Session Information
Date: Saturday, November 16, 2024
Title: Metabolic & Crystal Arthropathies – Basic & Clinical Science Poster I
Session Type: Poster Session A
Session Time: 10:30AM-12:30PM
Background/Purpose: Chondrocalcinosis (CC) is commonly detected on
X-ray films of the knee, wrist, and symphysis pubis. Calcium pyrophosphate (CPP) deposition disease is sometimes associated with calcifications of the transverse ligament of the atlas (surrounding the odontoid process or periodontoid calcifications) and in rare occasions may manifest as an acute synovitis affecting the area involved (Crowned dense syndrome). In this study, we aimed to assess the presence of periodontoid calcifications (in the transverse ligament of the atlas) seen on cervical computed tomography (CT) scans of patients diagnosed with CPP arthritis.
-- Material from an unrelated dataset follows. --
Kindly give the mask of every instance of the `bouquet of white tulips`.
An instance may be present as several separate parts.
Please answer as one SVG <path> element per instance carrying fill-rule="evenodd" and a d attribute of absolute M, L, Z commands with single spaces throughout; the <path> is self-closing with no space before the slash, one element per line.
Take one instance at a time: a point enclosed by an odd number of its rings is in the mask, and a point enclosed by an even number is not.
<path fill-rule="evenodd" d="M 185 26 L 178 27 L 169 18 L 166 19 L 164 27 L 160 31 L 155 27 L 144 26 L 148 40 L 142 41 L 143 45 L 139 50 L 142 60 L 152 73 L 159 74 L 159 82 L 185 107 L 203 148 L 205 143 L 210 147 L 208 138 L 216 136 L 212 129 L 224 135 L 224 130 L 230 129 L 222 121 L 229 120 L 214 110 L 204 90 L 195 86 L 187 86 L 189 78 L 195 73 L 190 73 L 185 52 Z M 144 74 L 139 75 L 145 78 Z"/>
Methods: A retrospective analysis was conducted assessing available cervical CT scans which were analyzed for periodontoid calcifications in one academic medical center during 2013-2023. All patients included were older than 60 years. Diagnosis of CPP crystal arthritis was considered if the patient had at least one previous acute synovitis with synovial fluid CPP crystals or CC on imaging and no other rheumatic inflammatory disease (such as gout or rheumatoid arthritis).
A review of cervical CT scans for periodontoid calcifications was performed by 2 independent (rheumatologists) observers. The presence of periodontoid calcifications was also assessed among a random sample of patients with either osteoarthritis (OA) or who suffered prior stroke, matched by age and gender (1:1) and serving as a control group. The frequency of periodontoid calcifications was compared between the CPP and the control groups. Sensitivity, specificity, and positive likelihood ratio (LR) for CPP based on the detection of periodontoid calcifications were calculated.
Results: 72 patients were included in both the CPP crystal arthritis group and the control group. Periodontoid calcifications were seen in 57 patients in the CPP group and only in 4 patients in the control group (79.2% vs 5.6% respectively), which was significantly higher (Yates’ correction for X2=76.9, P< 0.00001). According to our analysis, adding the presence of periodontoid calcifications on cervical CT in patients older than 60 years who are suspected of having CPP crystal arthritis (CC seen in the involved joint and not better explained by another inflammatory condition), may increase the sensitivity and specificity to 0.79 and 0.94 respectively. The positive LR was found to be 14.25.
Conclusion: Periodontoid calcifications seen on cervical CT were detected at a significantly higher frequency in patients with CPP crystal arthritis than in controls.
It is suggested that periodontoid calcifications may serve as another site for detecting CC (Knee, Wrist) when cervical CT is available for review.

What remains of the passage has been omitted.